Avec la poursuite de la libéralisation à l’horizon, la stratégie et les politiques du gouvernement vont comprendre l’augmentation de l’irrigation dans le secteur de l’olive et de l’huile d’olive.
A préciser que l’intensité de l’utilisation de l’eau dépend du type d’oliveraie et de la méthode d’irrigation utilisée. Les trois méthodes les plus répandues sont: hyper-intensive, intensive et sèche. Les deux premières nécessitent au moins, deux mille litres d’eau virtuelle par kilogramme d’huile d’olive -et ne sont pas soutenables pour un pays aride comme la Tunisie.
Les limites du modèle d’agro-exportation tunisien
Depuis son indépendance, la politique agraire tunisienne a été un modèle d’agro-exportation qui ne prend pas en compte les ressources en eau. Ce modèle a atteint ses limites puisque la Tunisie est au seuil du stress hydraulique.
L’eau tunisienne est à la fois subventionnée et rare, mais reste sous-estimée en tant qu’intrant vital en termes de prix pour les olives tunisiennes et l’huile d’olive. Ce même coût d’opportunité d’exportation est partagé par d’autres produits agraires exportés à forte intensité d’eau, notamment les tomates, le melon, etc.

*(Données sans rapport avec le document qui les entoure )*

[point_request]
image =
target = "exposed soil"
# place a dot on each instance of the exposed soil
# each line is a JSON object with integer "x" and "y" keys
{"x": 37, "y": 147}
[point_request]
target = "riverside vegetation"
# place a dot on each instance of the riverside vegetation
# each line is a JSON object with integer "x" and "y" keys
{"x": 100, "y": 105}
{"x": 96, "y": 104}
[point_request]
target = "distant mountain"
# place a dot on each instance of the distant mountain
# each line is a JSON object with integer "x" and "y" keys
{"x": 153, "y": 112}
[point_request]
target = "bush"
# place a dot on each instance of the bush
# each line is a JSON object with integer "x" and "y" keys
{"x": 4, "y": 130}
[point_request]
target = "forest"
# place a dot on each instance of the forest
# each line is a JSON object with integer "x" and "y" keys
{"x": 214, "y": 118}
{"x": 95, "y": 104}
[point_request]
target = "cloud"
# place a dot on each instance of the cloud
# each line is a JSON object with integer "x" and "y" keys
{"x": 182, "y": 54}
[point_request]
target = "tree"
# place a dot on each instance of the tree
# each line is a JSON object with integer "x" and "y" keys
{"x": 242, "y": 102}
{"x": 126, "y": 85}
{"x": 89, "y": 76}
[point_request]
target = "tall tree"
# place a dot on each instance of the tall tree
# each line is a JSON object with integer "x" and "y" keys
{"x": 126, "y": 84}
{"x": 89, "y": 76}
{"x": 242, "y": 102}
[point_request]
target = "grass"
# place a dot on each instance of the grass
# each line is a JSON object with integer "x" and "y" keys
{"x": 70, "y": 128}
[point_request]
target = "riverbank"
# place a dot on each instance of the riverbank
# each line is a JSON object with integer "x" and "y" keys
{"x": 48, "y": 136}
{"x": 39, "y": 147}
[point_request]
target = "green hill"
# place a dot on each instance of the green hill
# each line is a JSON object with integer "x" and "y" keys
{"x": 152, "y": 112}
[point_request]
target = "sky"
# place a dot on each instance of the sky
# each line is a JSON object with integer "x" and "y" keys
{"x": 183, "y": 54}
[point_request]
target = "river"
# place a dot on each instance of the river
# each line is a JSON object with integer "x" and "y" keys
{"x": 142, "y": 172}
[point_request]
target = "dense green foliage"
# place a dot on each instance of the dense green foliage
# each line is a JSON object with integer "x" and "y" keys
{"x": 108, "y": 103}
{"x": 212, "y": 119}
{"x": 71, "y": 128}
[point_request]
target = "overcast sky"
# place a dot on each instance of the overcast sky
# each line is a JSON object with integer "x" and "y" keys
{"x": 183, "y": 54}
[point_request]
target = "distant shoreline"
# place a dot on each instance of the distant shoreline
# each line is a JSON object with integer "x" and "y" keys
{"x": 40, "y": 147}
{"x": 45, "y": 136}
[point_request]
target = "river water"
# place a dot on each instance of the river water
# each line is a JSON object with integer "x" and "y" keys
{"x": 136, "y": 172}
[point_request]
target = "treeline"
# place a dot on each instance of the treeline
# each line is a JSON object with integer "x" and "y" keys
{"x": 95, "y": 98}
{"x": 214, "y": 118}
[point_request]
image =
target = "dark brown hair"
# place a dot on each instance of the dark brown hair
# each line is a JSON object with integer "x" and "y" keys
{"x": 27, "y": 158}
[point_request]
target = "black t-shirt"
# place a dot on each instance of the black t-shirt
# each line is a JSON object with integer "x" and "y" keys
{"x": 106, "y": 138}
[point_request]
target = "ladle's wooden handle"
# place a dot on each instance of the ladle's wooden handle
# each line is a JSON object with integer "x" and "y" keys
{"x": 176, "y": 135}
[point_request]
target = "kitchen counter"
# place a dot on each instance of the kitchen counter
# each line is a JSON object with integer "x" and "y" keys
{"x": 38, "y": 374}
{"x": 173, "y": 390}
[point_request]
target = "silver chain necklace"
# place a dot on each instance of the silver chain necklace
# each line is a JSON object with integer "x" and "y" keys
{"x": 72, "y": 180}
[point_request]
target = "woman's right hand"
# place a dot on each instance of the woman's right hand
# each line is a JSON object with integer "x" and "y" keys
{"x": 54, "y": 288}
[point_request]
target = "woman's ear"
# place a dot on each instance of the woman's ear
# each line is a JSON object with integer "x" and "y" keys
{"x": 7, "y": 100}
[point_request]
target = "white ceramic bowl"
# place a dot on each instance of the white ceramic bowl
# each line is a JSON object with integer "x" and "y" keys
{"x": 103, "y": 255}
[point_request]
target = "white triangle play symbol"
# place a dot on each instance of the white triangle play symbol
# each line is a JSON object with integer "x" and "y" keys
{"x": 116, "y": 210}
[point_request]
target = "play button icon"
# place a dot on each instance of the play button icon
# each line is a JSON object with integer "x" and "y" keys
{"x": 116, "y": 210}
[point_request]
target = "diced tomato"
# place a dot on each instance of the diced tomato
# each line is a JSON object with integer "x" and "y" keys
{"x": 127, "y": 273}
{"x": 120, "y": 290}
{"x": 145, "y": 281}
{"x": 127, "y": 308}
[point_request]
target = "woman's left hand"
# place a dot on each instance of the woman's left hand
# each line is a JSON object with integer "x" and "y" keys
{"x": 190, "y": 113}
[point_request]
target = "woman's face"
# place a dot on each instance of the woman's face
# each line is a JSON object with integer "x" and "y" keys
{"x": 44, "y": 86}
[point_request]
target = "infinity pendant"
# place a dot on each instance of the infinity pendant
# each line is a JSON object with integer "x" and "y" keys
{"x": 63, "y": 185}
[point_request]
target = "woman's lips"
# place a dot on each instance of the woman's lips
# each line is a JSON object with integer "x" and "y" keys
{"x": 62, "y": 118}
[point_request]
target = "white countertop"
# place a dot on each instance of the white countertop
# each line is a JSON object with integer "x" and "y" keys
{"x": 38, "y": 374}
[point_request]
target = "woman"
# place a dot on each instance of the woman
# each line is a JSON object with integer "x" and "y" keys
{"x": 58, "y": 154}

Nécessité d’une révision du système actuel de subvention de l’eau
Sur la base de l’analyse ci-dessus, l’Observatoire recommande une révision urgente du système tunisien actuel de subvention de l’eau et le développement d’une politique plus appropriée qui équilibre les avantages socio-économiques, tels que la création d’emplois, les bénéfices nets, etc et l’usage de l’eau.
De plus, comme l’a montré le document, “l’huile d’olive irriguée contenant des quantités plus importantes d’eau virtuelle, il n’est peut-être pas judicieux de subventionner toutes les exportations d’huile d’olive. Au lieu de cela, un équilibre doit être trouvé entre la productivité en termes d’intensité de l’eau et la pénurie d’eau dans l’élaboration d’une politique qui subventionne plus ou seulement, l’huile d’olive provenant des régions sèches”.
L’Observatoire juge nécessaire “la mise en place d’une nouvelle stratégie gouvernementale pour mieux gérer et coordonner la demande en eau des différents utilisateurs et en fonction des différents besoins (eau potable, eau d’irrigation, etc.)”.
“Enfin, les décideurs doivent sérieusement, prendre en compte les échanges commerciaux liés aux ressources en eau limitées, dans la poursuite des négociations de l’ALECA. Une solution possible consiste à envisager de moderniser les méthodes de commerce de l’huile d’olive et de passer des exportations en vrac non transformées, à une nouvelle méthode qui investit dans des processus à valeur ajoutée avant de s’engager dans un libre-échange avec l’UE”.